I've been doing a lot of reading on blocking vs non-blocking sockets for udp, but am having a hard time understanding the merits of one over the other. the overwhelming majority of comments on the internet seem to indicate that non-blocking is better, but aren't very specific as to what scenarios they would be better in and I've found no references so far as to when blocking is preferred. my hope with this question is that the community may be able to shine a little light on this subject.
a little background on my own problem set, so that answers could potentially be applied specifically as well as to the general nature of the question. i have a udp server that i'm writing that will have 40 connections on a local lan whereby a constant stream of data will be flowing in. data rates will be around 250MB/s avg with peaks to 500+Mb/s with the avg datagram size at around 1400 bytes. processing of the datagrams is light, but due to the large volume of msgs efficiency and performance are a high priority in order to prevent dropped packets.
as I've not been able to really find any contextual information for something resembling this particular problem set, I've had to make a few guesses based on what I've been able to glean about blocking vs non-blocking. i'll just end this with what my current hypothesis is, and then open it up to your input. basically, since this will be an almost constant stream of packets on every connection, i'm thinking a blocking socket would be preferable due to the fact that the time any recv function will actually spend blocked would be very very minimal vs. using an event based model which would have an overwhelming amount of triggers in asyncrhonous mode. I feel my true problem set will most likely be priority management for the 40 threads i'm planning on using to read from the sockets... making sure each get their share of CPU time. I may be incorrect in my approach and ideas, so i'm hoping and would be very appreciative if the community could help shine some light on the matter.
~edit~
while I am concerned with how threading design will influence/integrate with the blocking/non blocking question. I really am mostly concerned with how blocking/non blocking should be viewed from the perspective of my problem set. if threading does indeed become an issue, I can go with a thread-pool solution.
~edit2~
first, wanted to say tank you for the responses so far. a few of you have mentioned that the single-thread/socket model with this many sockets may be a bad idea and i admit that i was tentative with the solution myself. however, in one of the links in nikolai's reponse, the author discusses a single-thread/socket model and links to a very interesting paper that i thought i would link to here as it dispels a lot of myths that i held about threads vs event based models: why events are a bad idea
The UDP Receive block configures and opens an interface to a specified remote address using the UDP protocol. The configuration and initialization occur once at the start of the model's execution. The block acquires data either in blocking mode or nonblocking mode during the model's run time.
Description. The UDP Send block transmits an input data vector as a UDP packet to a remote IP network port. The remote IP port number to which the block sends the UDP packets is tunable in the generated code.
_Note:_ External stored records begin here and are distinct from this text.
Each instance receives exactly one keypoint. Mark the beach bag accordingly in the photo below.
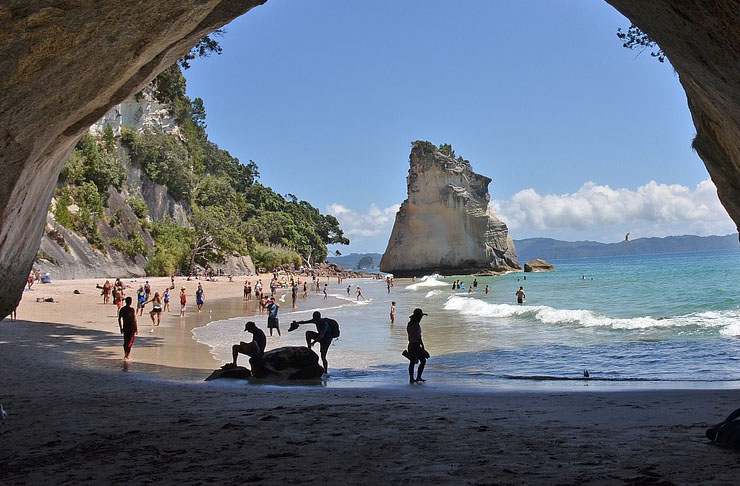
(333, 328)
(727, 433)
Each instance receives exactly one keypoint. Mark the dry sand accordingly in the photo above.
(75, 417)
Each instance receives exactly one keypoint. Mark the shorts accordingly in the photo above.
(417, 352)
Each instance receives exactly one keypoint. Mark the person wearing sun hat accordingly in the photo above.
(415, 351)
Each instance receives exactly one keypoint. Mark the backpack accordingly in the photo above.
(333, 328)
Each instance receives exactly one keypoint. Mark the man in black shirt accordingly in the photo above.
(254, 349)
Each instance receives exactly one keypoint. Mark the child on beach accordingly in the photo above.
(183, 301)
(166, 296)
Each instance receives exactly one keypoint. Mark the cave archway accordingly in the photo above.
(66, 63)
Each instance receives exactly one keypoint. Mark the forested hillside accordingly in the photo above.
(215, 204)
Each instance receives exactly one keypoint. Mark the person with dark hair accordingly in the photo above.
(253, 349)
(415, 351)
(127, 325)
(326, 331)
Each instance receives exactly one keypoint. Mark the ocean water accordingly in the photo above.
(668, 320)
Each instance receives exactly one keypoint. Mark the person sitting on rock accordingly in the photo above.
(253, 349)
(323, 335)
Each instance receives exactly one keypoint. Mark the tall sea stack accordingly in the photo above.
(446, 224)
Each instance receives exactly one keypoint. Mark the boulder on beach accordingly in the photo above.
(538, 266)
(229, 371)
(287, 363)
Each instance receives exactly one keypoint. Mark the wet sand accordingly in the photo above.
(75, 417)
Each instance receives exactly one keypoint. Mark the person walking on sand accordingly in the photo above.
(106, 291)
(166, 299)
(415, 351)
(272, 318)
(253, 349)
(127, 325)
(156, 308)
(199, 297)
(520, 296)
(183, 301)
(326, 331)
(140, 300)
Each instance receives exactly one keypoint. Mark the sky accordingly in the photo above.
(584, 140)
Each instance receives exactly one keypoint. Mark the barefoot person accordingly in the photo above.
(326, 331)
(127, 325)
(272, 318)
(253, 349)
(156, 308)
(415, 351)
(520, 296)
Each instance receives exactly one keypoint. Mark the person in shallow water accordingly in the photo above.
(127, 325)
(520, 296)
(253, 349)
(323, 334)
(415, 351)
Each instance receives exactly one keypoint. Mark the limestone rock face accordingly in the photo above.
(538, 266)
(446, 225)
(64, 65)
(288, 363)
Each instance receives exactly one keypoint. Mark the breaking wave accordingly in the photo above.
(428, 281)
(726, 321)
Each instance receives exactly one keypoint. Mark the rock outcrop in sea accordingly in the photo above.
(446, 224)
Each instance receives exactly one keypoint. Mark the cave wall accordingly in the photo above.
(701, 38)
(65, 63)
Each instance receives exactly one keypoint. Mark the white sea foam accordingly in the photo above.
(727, 321)
(427, 281)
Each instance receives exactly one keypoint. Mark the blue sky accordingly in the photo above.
(583, 140)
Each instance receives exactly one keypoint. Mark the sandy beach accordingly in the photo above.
(75, 416)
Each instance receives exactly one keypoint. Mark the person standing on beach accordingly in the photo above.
(253, 349)
(156, 308)
(272, 318)
(324, 334)
(127, 325)
(140, 300)
(199, 297)
(520, 296)
(183, 301)
(415, 351)
(166, 298)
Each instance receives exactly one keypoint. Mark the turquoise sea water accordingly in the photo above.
(649, 321)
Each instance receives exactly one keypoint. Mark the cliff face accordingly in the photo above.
(446, 225)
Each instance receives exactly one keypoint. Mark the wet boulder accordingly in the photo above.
(229, 371)
(287, 363)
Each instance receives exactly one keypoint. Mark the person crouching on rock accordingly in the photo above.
(323, 335)
(415, 352)
(253, 349)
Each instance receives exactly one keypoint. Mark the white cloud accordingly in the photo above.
(359, 226)
(659, 209)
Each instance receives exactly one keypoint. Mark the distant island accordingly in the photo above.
(550, 249)
(357, 261)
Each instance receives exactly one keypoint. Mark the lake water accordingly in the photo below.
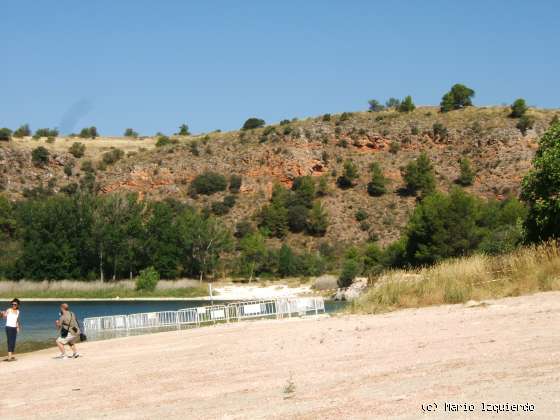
(38, 318)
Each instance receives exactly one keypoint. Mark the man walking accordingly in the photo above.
(69, 331)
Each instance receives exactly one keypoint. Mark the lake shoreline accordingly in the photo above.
(221, 293)
(348, 366)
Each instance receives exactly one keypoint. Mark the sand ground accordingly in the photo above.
(345, 367)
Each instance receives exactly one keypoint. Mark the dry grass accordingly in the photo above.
(478, 277)
(97, 289)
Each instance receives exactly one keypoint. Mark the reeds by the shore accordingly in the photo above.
(98, 289)
(524, 271)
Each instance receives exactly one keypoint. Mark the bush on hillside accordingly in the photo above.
(184, 130)
(23, 131)
(40, 156)
(375, 105)
(378, 184)
(45, 132)
(350, 174)
(458, 97)
(541, 189)
(5, 134)
(393, 103)
(407, 105)
(518, 108)
(112, 156)
(165, 141)
(129, 132)
(467, 174)
(235, 182)
(89, 133)
(419, 175)
(147, 280)
(525, 123)
(440, 131)
(77, 150)
(253, 123)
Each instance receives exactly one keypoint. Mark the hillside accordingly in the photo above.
(318, 146)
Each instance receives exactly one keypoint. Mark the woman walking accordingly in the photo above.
(12, 328)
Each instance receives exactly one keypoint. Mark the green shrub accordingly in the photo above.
(361, 215)
(70, 189)
(439, 131)
(219, 208)
(184, 130)
(317, 220)
(230, 200)
(253, 123)
(525, 123)
(540, 189)
(87, 166)
(23, 131)
(393, 103)
(407, 105)
(77, 150)
(235, 182)
(129, 132)
(165, 141)
(297, 218)
(45, 132)
(350, 269)
(112, 156)
(378, 184)
(40, 156)
(243, 228)
(349, 175)
(458, 97)
(419, 175)
(147, 280)
(375, 106)
(467, 174)
(209, 183)
(5, 134)
(518, 108)
(345, 116)
(89, 133)
(68, 169)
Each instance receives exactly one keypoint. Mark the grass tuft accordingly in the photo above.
(524, 271)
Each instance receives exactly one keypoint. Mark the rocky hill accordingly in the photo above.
(499, 152)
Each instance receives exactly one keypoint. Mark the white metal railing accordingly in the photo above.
(238, 311)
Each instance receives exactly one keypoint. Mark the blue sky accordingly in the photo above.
(154, 65)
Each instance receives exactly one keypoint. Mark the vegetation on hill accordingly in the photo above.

In blocking socket mode, a system call event halts the execution until an appropriate reply has been received. In non-blocking sockets, it continues to execute even if the system call has been invoked and deals with its reply appropriately later.
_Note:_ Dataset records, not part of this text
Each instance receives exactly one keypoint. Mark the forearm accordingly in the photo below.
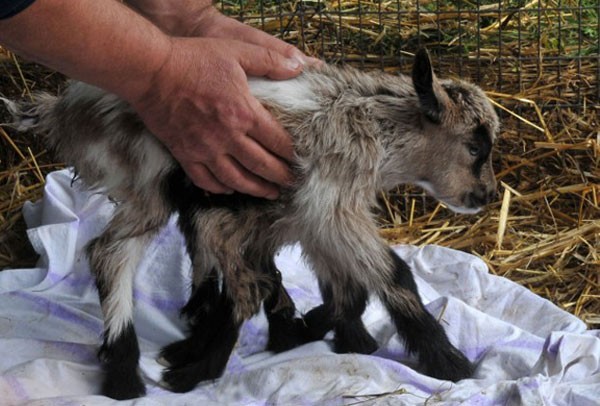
(176, 17)
(100, 42)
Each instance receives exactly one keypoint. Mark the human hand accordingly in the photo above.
(199, 105)
(211, 23)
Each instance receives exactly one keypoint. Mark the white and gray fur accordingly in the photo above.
(356, 134)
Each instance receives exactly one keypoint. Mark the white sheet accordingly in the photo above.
(527, 350)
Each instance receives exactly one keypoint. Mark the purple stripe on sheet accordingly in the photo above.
(61, 311)
(82, 351)
(18, 389)
(71, 279)
(535, 344)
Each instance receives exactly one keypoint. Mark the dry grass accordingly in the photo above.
(544, 230)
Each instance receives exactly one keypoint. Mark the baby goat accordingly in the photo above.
(355, 134)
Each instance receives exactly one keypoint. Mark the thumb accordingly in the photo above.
(260, 61)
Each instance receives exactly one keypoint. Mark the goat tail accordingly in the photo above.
(31, 115)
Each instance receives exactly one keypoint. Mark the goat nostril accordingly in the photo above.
(479, 197)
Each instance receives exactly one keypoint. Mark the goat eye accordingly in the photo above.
(474, 150)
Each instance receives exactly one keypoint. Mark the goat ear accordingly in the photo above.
(431, 95)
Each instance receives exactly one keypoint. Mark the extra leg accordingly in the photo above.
(285, 330)
(351, 335)
(199, 311)
(216, 335)
(114, 257)
(421, 331)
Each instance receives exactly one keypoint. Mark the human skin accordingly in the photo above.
(190, 91)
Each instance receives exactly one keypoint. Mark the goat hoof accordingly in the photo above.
(122, 385)
(450, 365)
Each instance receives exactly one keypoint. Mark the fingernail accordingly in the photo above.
(293, 63)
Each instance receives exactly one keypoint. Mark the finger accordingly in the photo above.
(233, 175)
(204, 179)
(269, 133)
(260, 61)
(255, 36)
(256, 159)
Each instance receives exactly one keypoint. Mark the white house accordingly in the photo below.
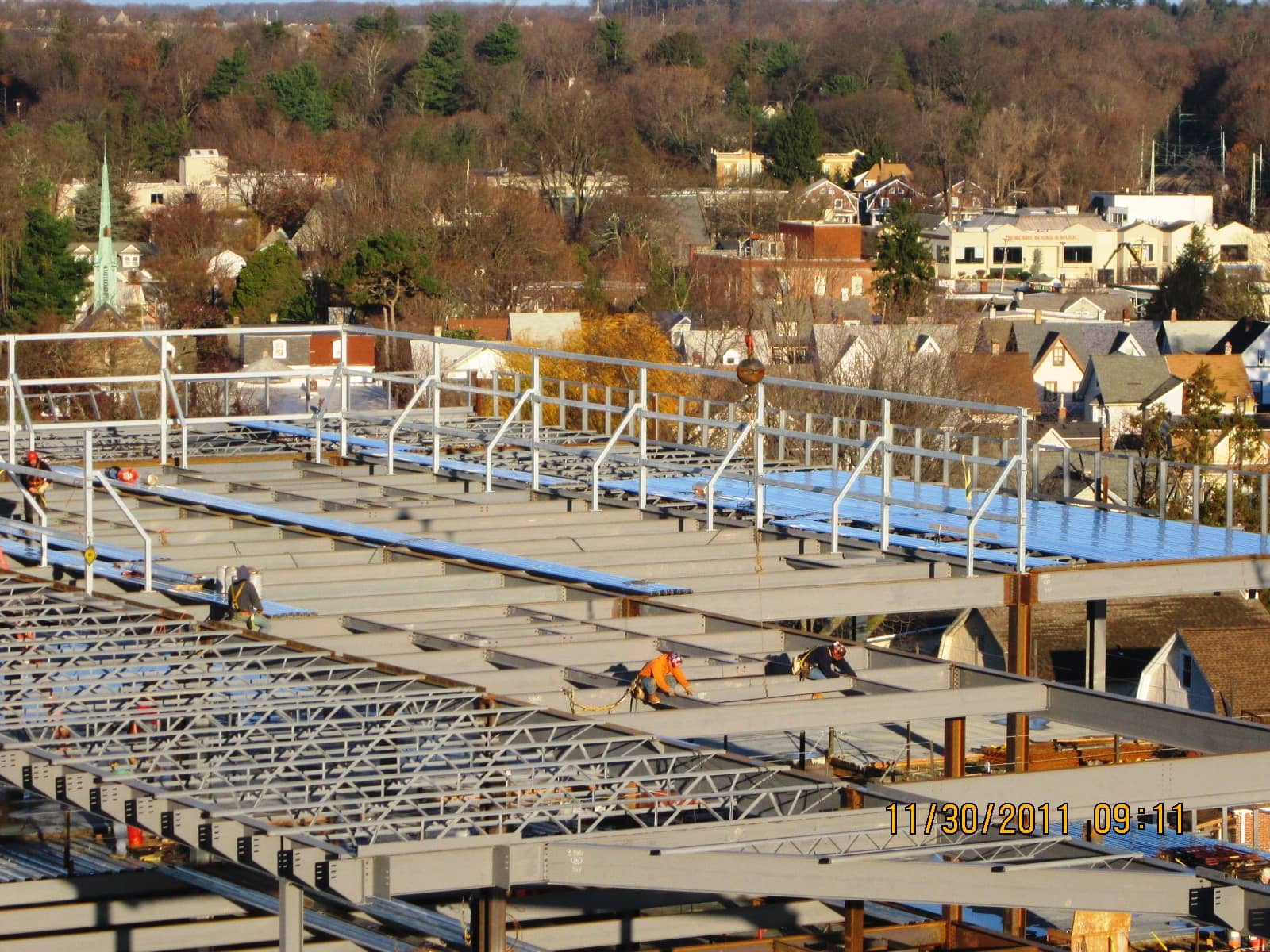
(1118, 386)
(1174, 677)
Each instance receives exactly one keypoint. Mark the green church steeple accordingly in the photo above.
(107, 266)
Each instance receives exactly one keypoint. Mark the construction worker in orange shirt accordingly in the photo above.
(652, 678)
To mark a socket as non-blocking, we use the fcntl system call. Here's an example: int flags = guard(fcntl(socket_fd, F_GETFL), "could not get file flags"); guard(fcntl(socket_fd, F_SETFL, flags | O_NONBLOCK), "could not set file flags"); Here's a complete example.
Not an answer, just some links if you don't yet have them in your bookmarks:
The C10K problem by Dan Kegel,
High-Performance Server Architecture by Jeff Darcy,
Advanced poll APIs: epoll(4)
, kqueue(2)
.
As dumb as it may sound, but I totally missed that you are working with UDP, so ...
Since there are no protocol-level connections in UDP, and unless you have to work on different ports, you don't need 40 sockets on the server. Just one UDP "server" socket will do for all the clients. You can block on this one socket all you like just make sure the socket receive buffer is large enough to accommodate traffic spikes and don't spend too much time processing each read.
I don't know that blocking or non-blocking has a significant performance advantage; it's more a question of what sort of things your network I/O event loops want to do:
If the only thing your network I/O thread is ever going to do is listen for incoming UDP packets on a single socket, then blocking I/O will probably work fine and will be easier to program.
If your network I/O thread needs to handle more than one socket, then blocking I/O becomes problematic, because if it is blocking on socket A, it won't get woken up to handle data arriving on socket B, or vice versa. In this case, non-blocking I/O becomes preferred, since you can do your blocking in select() or poll(), which will return whenever data is available on any of the watched sockets.
Note that even in the non-blocking case you wouldn't want to busy-loop between packets, since burning CPU cycles in thread A means they won't be available to thread B, which would hurt performance. So if you aren't blocking in recv(), be sure to block in select() or poll() instead.